Tag: mental-health

  • Let “No” Stand Alone

    Image from Pexels

    This is my reflection on boundaries and discomfort.

    There is something daunting about saying “no.” I am not referring to the anxiety that is already building or the bruxism I have had since my teens. I mean the blooming feeling that’s almost impossible to sit with. The budding fear.

    Saying “no” brings me more than just anxiety. It brings curiosity. It brings the urge to over-explain, even if I am not being questioned. To hand out a neatly prepared excuse so no one will think I’m mean or selfish or difficult. It brings the generous reflex to make myself small so someone else can remain comfortable.

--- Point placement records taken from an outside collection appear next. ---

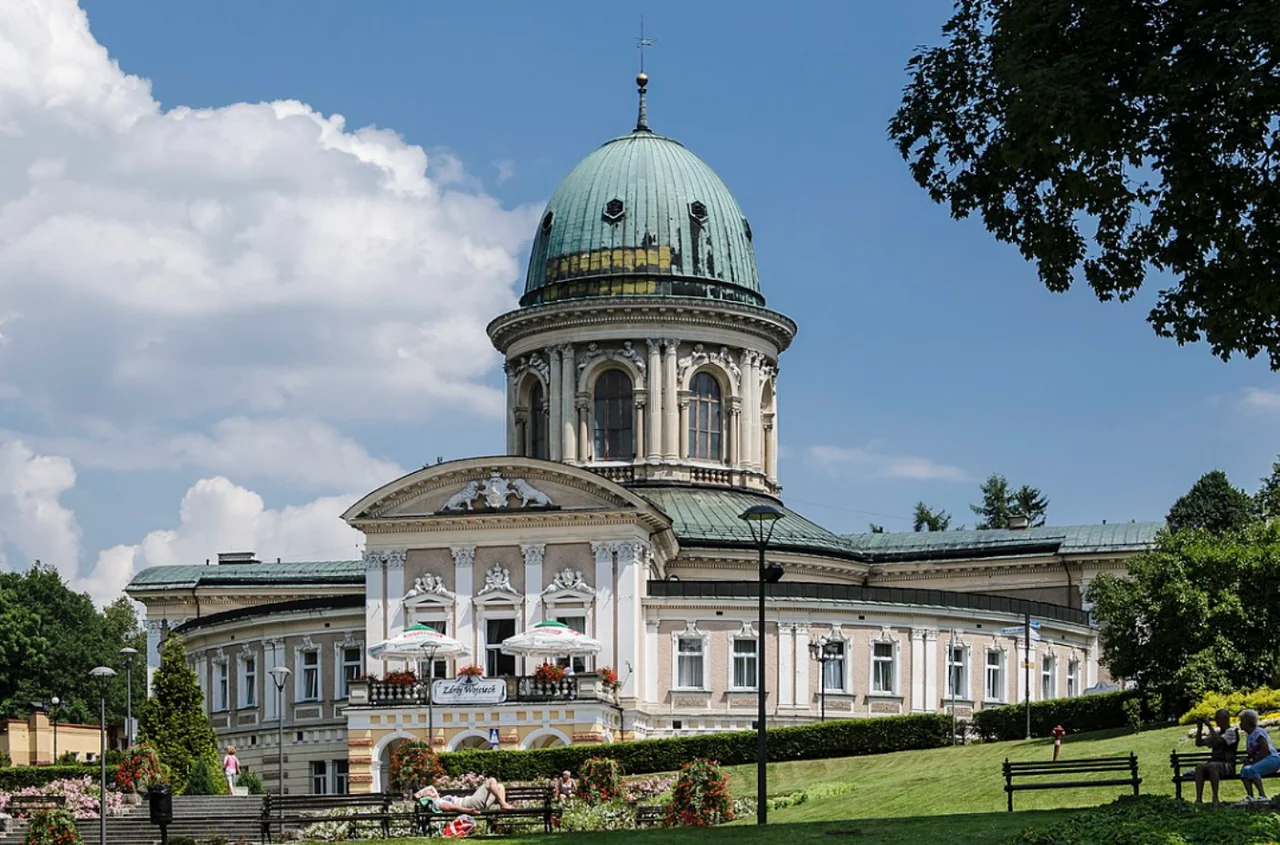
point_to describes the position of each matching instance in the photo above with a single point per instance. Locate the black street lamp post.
(762, 519)
(128, 653)
(279, 675)
(824, 652)
(103, 675)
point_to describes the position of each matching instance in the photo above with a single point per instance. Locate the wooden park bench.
(300, 811)
(1184, 767)
(1066, 773)
(533, 805)
(21, 805)
(650, 816)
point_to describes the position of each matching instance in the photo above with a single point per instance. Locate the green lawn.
(940, 795)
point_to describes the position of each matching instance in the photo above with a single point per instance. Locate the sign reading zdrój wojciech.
(470, 690)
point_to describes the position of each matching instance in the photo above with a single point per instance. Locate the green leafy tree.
(1212, 505)
(174, 720)
(1115, 138)
(1194, 615)
(929, 520)
(1269, 494)
(1000, 503)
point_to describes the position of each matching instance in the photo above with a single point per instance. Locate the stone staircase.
(201, 817)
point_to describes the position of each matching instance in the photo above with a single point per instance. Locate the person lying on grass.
(1221, 744)
(1264, 757)
(487, 796)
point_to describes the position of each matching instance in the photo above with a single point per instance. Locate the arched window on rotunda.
(615, 410)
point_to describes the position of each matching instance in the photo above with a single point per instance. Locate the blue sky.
(928, 355)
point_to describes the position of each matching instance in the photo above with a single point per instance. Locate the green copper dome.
(643, 217)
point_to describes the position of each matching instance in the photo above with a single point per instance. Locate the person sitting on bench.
(1264, 757)
(1221, 744)
(487, 796)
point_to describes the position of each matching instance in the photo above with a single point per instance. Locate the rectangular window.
(220, 702)
(310, 676)
(577, 624)
(833, 668)
(689, 663)
(498, 665)
(744, 665)
(958, 676)
(319, 777)
(352, 667)
(1048, 677)
(882, 667)
(248, 683)
(995, 675)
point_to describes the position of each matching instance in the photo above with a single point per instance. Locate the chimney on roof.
(225, 558)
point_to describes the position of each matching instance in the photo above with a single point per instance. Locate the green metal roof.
(711, 517)
(641, 217)
(1063, 539)
(310, 572)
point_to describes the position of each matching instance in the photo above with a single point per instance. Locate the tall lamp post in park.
(824, 651)
(103, 675)
(128, 654)
(760, 519)
(279, 675)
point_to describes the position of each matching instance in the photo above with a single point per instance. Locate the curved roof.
(640, 217)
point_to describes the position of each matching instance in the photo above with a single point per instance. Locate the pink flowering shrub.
(81, 795)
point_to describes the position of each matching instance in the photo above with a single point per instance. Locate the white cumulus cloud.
(220, 516)
(867, 464)
(254, 259)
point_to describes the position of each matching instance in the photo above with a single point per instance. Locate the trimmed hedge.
(16, 777)
(1077, 715)
(841, 738)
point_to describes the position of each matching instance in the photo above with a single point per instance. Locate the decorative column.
(931, 671)
(534, 556)
(917, 671)
(650, 661)
(786, 665)
(640, 398)
(396, 590)
(556, 405)
(568, 389)
(464, 557)
(684, 424)
(670, 400)
(654, 451)
(804, 699)
(604, 601)
(746, 448)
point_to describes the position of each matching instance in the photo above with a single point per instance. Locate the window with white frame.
(351, 668)
(222, 700)
(995, 686)
(1048, 676)
(883, 672)
(958, 672)
(744, 663)
(833, 667)
(577, 624)
(248, 680)
(689, 662)
(309, 680)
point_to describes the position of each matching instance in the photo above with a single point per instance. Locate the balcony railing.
(526, 689)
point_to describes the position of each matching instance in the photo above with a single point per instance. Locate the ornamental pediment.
(476, 488)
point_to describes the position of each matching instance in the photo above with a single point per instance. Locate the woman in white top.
(1264, 757)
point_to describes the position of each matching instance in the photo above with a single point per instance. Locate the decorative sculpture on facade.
(497, 579)
(496, 493)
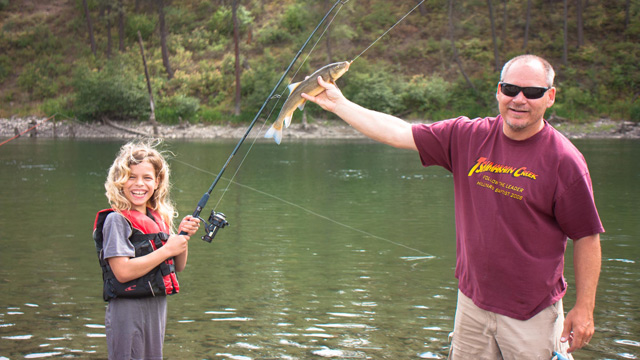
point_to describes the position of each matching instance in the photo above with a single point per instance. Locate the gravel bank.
(43, 128)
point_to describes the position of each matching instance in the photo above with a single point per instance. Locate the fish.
(330, 73)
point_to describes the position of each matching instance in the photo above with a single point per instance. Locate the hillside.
(47, 65)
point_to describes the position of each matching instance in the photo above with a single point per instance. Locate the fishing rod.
(217, 220)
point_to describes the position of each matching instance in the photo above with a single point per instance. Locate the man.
(521, 190)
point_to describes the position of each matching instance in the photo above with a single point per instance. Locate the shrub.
(295, 17)
(38, 78)
(110, 93)
(375, 89)
(170, 110)
(138, 22)
(426, 95)
(60, 106)
(222, 20)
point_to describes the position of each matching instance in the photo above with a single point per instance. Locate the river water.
(336, 249)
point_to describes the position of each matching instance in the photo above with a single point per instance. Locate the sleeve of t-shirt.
(434, 142)
(575, 210)
(116, 232)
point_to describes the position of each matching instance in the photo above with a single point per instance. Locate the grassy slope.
(55, 33)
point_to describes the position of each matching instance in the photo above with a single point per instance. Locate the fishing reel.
(216, 221)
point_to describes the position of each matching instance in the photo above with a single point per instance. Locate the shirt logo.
(483, 165)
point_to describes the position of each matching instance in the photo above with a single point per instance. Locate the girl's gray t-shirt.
(135, 328)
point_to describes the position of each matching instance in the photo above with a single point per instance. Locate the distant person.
(521, 190)
(138, 254)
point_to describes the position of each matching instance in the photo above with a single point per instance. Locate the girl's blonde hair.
(134, 153)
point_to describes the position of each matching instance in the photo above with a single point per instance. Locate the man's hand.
(578, 328)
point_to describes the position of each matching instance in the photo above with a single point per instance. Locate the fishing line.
(205, 198)
(391, 28)
(277, 101)
(309, 211)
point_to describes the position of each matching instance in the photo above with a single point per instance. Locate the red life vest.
(149, 233)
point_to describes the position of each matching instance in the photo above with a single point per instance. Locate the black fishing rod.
(217, 220)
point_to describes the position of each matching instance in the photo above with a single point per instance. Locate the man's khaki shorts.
(480, 334)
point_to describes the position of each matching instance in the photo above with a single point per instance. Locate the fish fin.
(293, 86)
(275, 134)
(287, 120)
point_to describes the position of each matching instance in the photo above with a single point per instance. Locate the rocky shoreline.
(327, 129)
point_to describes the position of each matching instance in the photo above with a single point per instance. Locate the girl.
(139, 258)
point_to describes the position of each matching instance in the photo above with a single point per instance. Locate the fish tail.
(287, 120)
(274, 133)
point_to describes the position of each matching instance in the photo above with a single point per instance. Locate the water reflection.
(336, 250)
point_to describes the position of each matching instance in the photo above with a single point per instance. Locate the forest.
(217, 61)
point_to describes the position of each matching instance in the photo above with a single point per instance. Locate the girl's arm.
(189, 225)
(126, 269)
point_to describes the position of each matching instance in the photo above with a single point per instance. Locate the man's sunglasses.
(530, 92)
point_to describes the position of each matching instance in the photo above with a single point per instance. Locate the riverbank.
(326, 129)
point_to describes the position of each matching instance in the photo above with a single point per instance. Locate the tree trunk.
(89, 27)
(109, 39)
(163, 40)
(121, 25)
(627, 10)
(580, 23)
(454, 49)
(422, 8)
(504, 22)
(496, 55)
(565, 54)
(328, 38)
(528, 24)
(236, 41)
(152, 117)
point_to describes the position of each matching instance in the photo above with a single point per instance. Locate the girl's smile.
(140, 186)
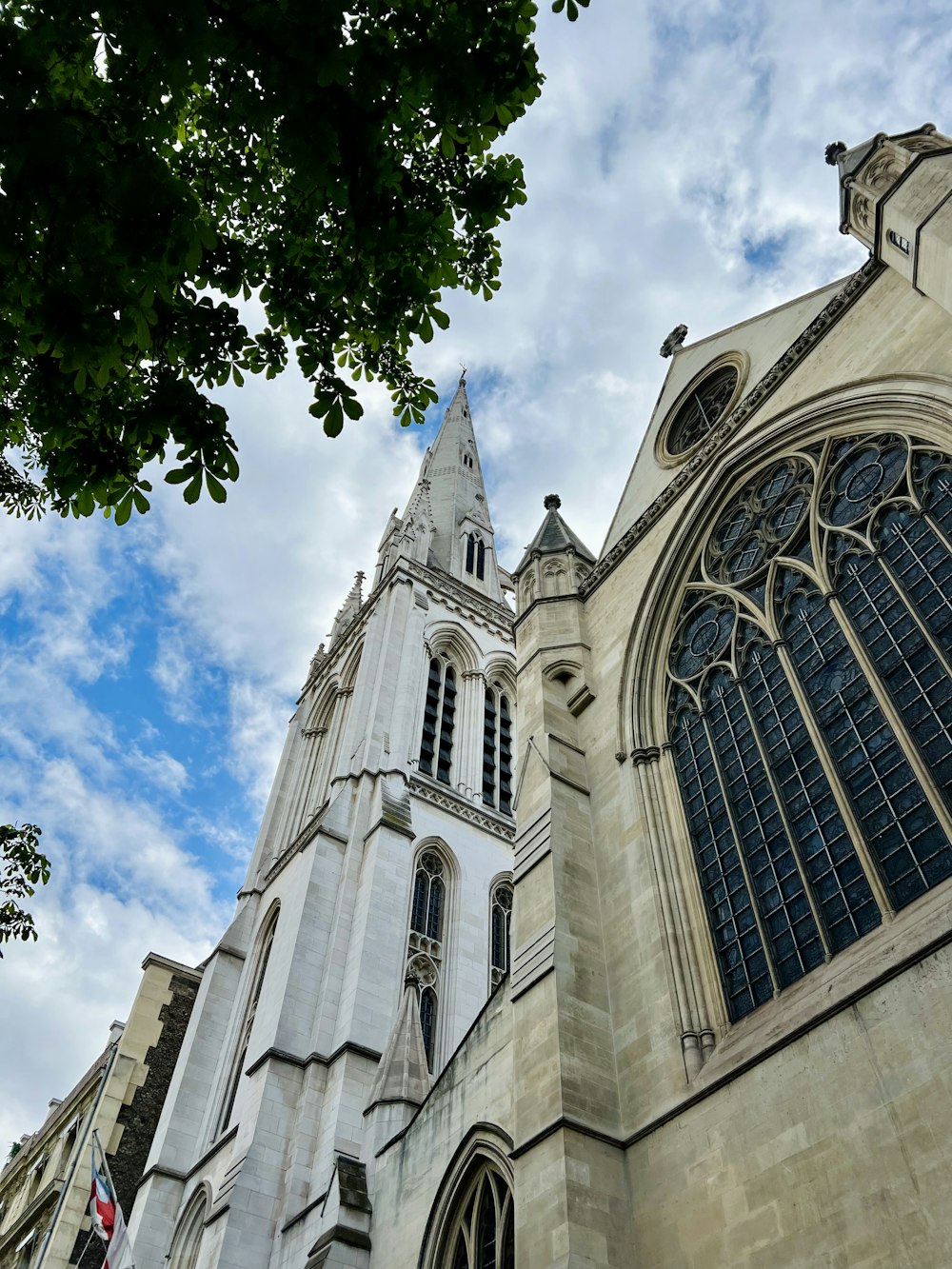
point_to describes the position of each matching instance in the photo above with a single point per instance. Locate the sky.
(676, 174)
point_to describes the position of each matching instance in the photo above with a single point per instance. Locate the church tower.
(373, 922)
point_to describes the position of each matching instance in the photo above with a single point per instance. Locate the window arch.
(426, 942)
(187, 1239)
(498, 749)
(476, 1230)
(438, 720)
(238, 1066)
(501, 917)
(476, 556)
(810, 704)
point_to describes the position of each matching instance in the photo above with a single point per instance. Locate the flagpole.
(114, 1193)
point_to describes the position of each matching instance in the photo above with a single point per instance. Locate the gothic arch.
(430, 941)
(920, 404)
(696, 590)
(187, 1239)
(482, 1157)
(449, 640)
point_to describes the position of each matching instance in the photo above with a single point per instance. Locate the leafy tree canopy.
(158, 161)
(22, 868)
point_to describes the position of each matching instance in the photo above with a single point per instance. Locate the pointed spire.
(447, 525)
(349, 609)
(554, 536)
(403, 1074)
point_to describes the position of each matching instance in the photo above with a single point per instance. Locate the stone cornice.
(459, 806)
(498, 618)
(765, 386)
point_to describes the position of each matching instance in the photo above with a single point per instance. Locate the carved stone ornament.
(674, 340)
(753, 400)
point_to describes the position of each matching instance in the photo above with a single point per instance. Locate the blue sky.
(676, 172)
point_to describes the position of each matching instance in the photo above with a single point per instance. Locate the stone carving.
(863, 212)
(754, 399)
(463, 808)
(674, 340)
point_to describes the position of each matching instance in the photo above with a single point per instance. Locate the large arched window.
(498, 750)
(810, 704)
(438, 721)
(482, 1234)
(187, 1239)
(238, 1066)
(501, 915)
(425, 952)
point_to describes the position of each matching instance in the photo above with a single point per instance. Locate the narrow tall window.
(438, 721)
(426, 943)
(501, 914)
(497, 750)
(482, 1234)
(805, 709)
(247, 1024)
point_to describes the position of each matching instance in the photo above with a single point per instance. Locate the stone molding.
(828, 317)
(449, 801)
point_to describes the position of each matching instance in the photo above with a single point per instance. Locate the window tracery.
(501, 915)
(701, 407)
(810, 704)
(426, 943)
(438, 721)
(483, 1234)
(497, 750)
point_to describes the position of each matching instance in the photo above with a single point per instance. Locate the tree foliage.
(22, 868)
(329, 160)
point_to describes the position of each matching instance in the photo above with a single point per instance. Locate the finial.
(674, 340)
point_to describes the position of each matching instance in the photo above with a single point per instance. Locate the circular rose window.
(701, 408)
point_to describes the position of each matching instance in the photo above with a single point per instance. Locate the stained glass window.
(807, 784)
(483, 1234)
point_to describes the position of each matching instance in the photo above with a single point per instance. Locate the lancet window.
(265, 949)
(426, 942)
(810, 705)
(476, 555)
(501, 915)
(483, 1234)
(438, 721)
(498, 750)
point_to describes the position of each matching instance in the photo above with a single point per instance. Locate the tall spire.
(446, 523)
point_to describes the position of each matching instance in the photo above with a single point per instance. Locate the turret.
(895, 199)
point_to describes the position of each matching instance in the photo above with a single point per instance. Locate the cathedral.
(601, 911)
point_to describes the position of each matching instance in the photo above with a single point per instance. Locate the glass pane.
(841, 890)
(737, 941)
(486, 1230)
(791, 930)
(897, 819)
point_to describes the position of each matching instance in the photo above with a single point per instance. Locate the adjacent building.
(720, 1037)
(45, 1185)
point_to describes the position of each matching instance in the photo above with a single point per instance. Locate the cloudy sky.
(676, 174)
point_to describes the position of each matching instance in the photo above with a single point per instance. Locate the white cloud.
(672, 144)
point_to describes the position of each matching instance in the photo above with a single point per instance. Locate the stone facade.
(723, 1037)
(45, 1187)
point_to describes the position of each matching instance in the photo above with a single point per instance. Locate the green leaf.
(215, 487)
(334, 420)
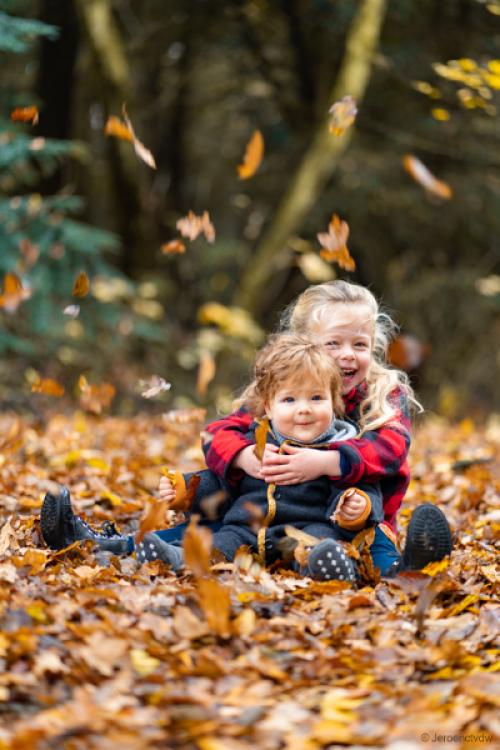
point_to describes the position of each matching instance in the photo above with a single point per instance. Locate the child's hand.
(353, 507)
(248, 462)
(166, 489)
(295, 466)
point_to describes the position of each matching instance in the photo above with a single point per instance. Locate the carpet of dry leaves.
(98, 652)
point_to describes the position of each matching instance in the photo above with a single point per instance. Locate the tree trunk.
(127, 174)
(320, 160)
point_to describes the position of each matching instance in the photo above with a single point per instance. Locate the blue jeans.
(383, 549)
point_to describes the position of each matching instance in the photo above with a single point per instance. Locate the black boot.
(60, 526)
(428, 539)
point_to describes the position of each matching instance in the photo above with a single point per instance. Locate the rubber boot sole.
(428, 538)
(55, 509)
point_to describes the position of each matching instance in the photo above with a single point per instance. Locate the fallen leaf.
(25, 114)
(425, 178)
(334, 245)
(81, 287)
(253, 156)
(343, 113)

    Saying “no” feels like slamming a door.

    I’ve spent years accepting that my boundaries will always require justification. That saying “no” needed to be cushioned with apologies. Somewhere along the way, I learned that being agreeable felt safer than being honest. That my esteem came from how accessible I was.

    But saying “no” is not rude. It is not defiant. It is not a rebellion against kindness.

    Saying “no” is information.

    “No” is dignity.

    “No” is choosing not to defy myself for the sake of being liked by others.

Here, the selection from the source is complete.